Using AGENTS.md for Platform Engineering¶

Most platform incidents do not start with a complicated bug. They start with confusion.

One team follows one release path, another skips a check, and somebody quietly changes a naming rule without updating the docs. A few weeks later, nobody agrees on what "standard" means.

That is where AGENTS.md helps. It gives the team one shared playbook for planning, delivery, review, and release. Humans can follow it, and agents can follow it too.

The aim is straightforward: move changes from idea to production in a way that is calm, repeatable, and auditable.

Why AGENTS.md matters¶

Platform engineering gets expensive when every change follows a different path. AGENTS.md gives you a default path that people can trust.

In practice, it helps you:

Set clear scope before work starts
Keep delivery steps consistent across teams
Build quality checks into the workflow
Onboard new engineers faster
Let agents help without losing control

What to include in AGENTS.md¶

Keep it short and specific. If it reads like policy prose, people will ignore it.

These six parts are usually enough:

Mission and scope
Workflow steps
Owners (human or agent)
Quality gates
Standards and conventions
Output locations (docs, repos, diagrams)

Practical workflow for platform changes¶

Workflow overview AGENTS.md control plane container view

Use one repeatable flow for each meaningful platform change:

Define
Write the change goal, scope, and success criteria.
Assess
Capture current state, dependencies, and risks.
Design
Pick the approach and record trade-offs.
Approve
Confirm quality gates before implementation.
Implement
Make the change with tests and automation.
Document
Update runbooks, diagrams, and rollback steps.
Validate
Run operational checks in non-production first.
Release
Ship with owner sign-off and monitoring.

This sequence reduces rework because decisions are made early, before implementation starts to drift.

Agent collaboration flow¶

Agent collaboration flow

AGENTS.md enforces one rule that matters: no phase moves forward without the required output from the previous phase. That single rule prevents a lot of avoidable regressions.

A minimal AGENTS.md you can copy¶

Start with this and adapt it:

# AGENTS.md

## Mission
- Keep platform delivery consistent and low risk

## Workflow
1. Plan → define scope, success criteria, risks
2. Survey → assess current state + gaps
3. Ideate → propose options + trade-offs
4. Review → approve approach + gates
5. Build → implement + automate
6. Document → runbooks + diagrams
7. Validate → operational review
8. Ship → release readiness

## Quality gates
- Every change has an owner
- Risks documented before build
- Docs updated before release

## Standards
- Naming: <team>-<service>-<env>
- Environments: dev → staging → prod
- Tooling: Helm + ArgoCD

If this reads like a checklist, that is intentional. Checklists are easier to follow when teams are busy or under pressure.

Practical examples¶

Each example maps directly to the workflow above.

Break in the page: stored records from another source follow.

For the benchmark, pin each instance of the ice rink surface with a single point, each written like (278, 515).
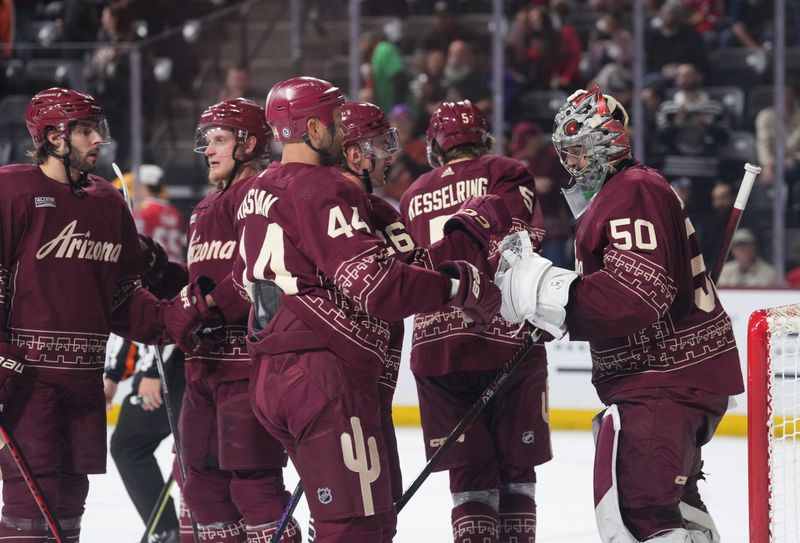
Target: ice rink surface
(564, 495)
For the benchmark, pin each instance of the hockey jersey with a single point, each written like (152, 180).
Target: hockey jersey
(645, 303)
(442, 342)
(68, 271)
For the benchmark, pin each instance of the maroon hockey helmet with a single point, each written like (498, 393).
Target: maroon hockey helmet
(244, 117)
(364, 125)
(457, 123)
(292, 102)
(58, 108)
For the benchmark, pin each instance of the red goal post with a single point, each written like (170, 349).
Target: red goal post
(773, 420)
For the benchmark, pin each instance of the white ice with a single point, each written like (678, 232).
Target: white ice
(564, 495)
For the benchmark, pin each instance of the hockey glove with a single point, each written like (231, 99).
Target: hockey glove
(11, 366)
(154, 258)
(192, 324)
(535, 290)
(481, 216)
(475, 294)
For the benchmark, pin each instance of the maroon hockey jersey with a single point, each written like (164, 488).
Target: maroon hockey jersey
(68, 271)
(213, 246)
(320, 238)
(442, 342)
(645, 302)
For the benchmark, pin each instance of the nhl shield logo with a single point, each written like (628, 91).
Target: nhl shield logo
(325, 496)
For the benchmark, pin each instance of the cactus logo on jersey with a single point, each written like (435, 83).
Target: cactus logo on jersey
(71, 244)
(368, 469)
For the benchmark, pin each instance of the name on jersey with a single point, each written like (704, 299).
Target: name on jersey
(448, 196)
(256, 201)
(72, 244)
(209, 250)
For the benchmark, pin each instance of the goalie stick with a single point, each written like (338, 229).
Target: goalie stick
(173, 425)
(158, 509)
(750, 173)
(33, 484)
(487, 395)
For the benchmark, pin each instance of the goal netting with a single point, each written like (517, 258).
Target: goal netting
(773, 413)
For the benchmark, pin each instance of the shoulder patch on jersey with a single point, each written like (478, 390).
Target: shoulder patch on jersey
(44, 201)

1) Platform release checklist¶

Why: reduce release risk and keep gates consistent
What: release plan, rollback plan, communication checklist
How: run one fixed checklist and require sign-off at each gate

2) Incident runbook¶

Why: improve incident response speed and clarity
What: roles, steps, and post-mortem template
How: trigger the runbook and record actions as structured output

3) Infrastructure bootstrap¶

Why: create new environments without one-off setup work
What: baseline stack (ArgoCD, secrets, policies, monitoring)
How: define the exact bootstrap sequence in AGENTS.md

4) SLO review¶

Why: make reliability reviews repeatable
What: SLO attainment, regressions, and next actions
How: generate monthly SLO summaries from metrics

5) Sprint review deck (Marp)¶

Why: remove manual slide preparation
What: request volume, average handling time, top requester, top request type
How: use agents to populate a Marp deck from metrics scripts

Companion repo¶

Walkthroughs and scripts live here: https://github.com/polarpoint-io/ai-capabilities

How OpenClaw uses it (optional)¶

In OpenClaw, AGENTS.md acts as a shared source of truth for multiple agents. It defines:

Which agent handles each phase
The outputs required for each phase
The gates a lead agent must approve

This keeps multi-agent execution safe and predictable.

Common anti‑patterns¶

Avoid these mistakes:

Too long: AGENTS.md should be a few screens, not a wiki
Vague gates: "review done" is not a gate - define what done means
No ownership: every phase needs a named owner
Stale rules: update it when tooling or workflows change

What you get¶

Predictable platform delivery
Lower operational risk
Faster onboarding
Consistent documentation
A workflow that scales as agent use grows

Final note¶

AGENTS.md only works when teams treat it as part of delivery, not an afterthought. Keep it current, keep it short, and make it the first thing people check before they start work.